Rüder Umgangston grüner Minister
Es gärt im grünen Musterländle zwischen Hohem Meißner und Bergstraße: Und gerade im Landkreis Bergstraße hauten sich die Grünen untereinander wie die Kesselflicker und drängten — nach einem Kesseltreiben — eine der wenigen hauptamtlichen Kreisbeigeordneten der Grünen aus der Partei. Die Umweltbeigeordnete im Kreis Bergstraße war in die Schußlinie geraten, weil in Fischers Umweltministerium Kritik an ihrer Arbeit laut geworden sei. In das einhellige Lob für Joschka Fischer etwa für seine konsequente Anti-Atompolitik mischen sich deshalb an der Basis — aber auch im Überbau — immer öfter kritische Töne. Und selbst noch in der Landtagsfraktion werden dem Minister „Allmachtsphantasien“ unterstellt. Bei einigen in der Landtagsfraktion ist Fischer bereits zum „Abkanzler“ avanciert. Und die gescholtene Verkehrsexpertin Seip schrieb sich ihren Unmut in einem Brief, den sie dann zurückzog, von der Seele: „Der Umgangston Reinhold Weists und Joschka Fischers ist unter zivilisierten Menschen untragbar und Ausdruck struktureller Gewalt.“ Bereits vor Jahresfrist hatte sich eine andere prominete Grüne öffentlich gefragt, was wäre, wenn Fischer eines Tages — was Gott verhüten möge — von einem Lastwagen überfahren werden sollte? Auch dann, so ihre Antwort, müsse die Partei in Hessen weiter existieren können.

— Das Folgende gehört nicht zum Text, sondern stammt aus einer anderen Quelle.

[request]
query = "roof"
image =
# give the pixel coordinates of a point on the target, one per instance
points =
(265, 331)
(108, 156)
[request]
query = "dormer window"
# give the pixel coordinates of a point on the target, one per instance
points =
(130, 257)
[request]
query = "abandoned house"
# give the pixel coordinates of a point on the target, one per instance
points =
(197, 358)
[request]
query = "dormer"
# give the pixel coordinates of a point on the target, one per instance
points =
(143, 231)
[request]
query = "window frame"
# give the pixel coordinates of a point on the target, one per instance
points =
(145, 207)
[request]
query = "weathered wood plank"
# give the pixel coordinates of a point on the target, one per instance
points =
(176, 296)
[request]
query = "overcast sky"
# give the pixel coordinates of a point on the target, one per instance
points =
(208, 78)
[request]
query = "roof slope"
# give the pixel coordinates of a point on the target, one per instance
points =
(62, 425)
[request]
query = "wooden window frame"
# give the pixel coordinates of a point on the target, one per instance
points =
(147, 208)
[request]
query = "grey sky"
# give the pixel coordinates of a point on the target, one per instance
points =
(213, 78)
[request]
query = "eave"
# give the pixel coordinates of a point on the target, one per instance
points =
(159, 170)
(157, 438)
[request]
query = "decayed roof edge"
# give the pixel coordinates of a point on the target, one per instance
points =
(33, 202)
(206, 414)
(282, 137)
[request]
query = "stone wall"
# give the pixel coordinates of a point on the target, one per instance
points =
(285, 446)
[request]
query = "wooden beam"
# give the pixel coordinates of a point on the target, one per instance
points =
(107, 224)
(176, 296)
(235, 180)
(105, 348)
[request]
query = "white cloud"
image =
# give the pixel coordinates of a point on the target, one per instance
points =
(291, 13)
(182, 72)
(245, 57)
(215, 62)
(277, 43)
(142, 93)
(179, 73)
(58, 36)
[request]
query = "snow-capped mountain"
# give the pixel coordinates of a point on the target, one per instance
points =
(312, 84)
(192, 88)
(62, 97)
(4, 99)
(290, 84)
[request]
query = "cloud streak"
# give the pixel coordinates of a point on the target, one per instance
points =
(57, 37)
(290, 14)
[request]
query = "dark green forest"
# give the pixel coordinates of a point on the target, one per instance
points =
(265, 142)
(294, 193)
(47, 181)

„Und sie wird weiter existieren“, sagte Rupert von Plottnitz. Die Frage sei dann nur noch, wie? Die Grünen, so der passionierte Tennisspieler weiter, müßten aber „mit dem Klammerbeutel gepudert“ sein, wenn sie den Wert Fischers für die Partei — „und etwa im Atombereich“ — auch für die Durchsetzung grüner Programmatik herunterspielen würden. Darüber hinaus sei Fischer doch der „graue Parteisoldat par excellance“, der Debatten und Diskussionen anleiere und sich auch nicht scheue, vor Ort Stellung zu beziehen. Das eigentliche Problem, so von Plottnitz abschließend, sei der noch nicht gänzlich abgeschlossene Übergang der Grünen von einer Bürgerbewegung hin zu einer „wirklichen Partei“. In diesem Prozeß sei Standhaftigkeit gefragt — auch und gerade gegenüber Forderungen aus dem Spektrum der Bürgerinitiativen, die politisch nicht durchsetzbar sind. Denn „in Gefahr und höchster Not bringt stets der Mittelweg den Tod“.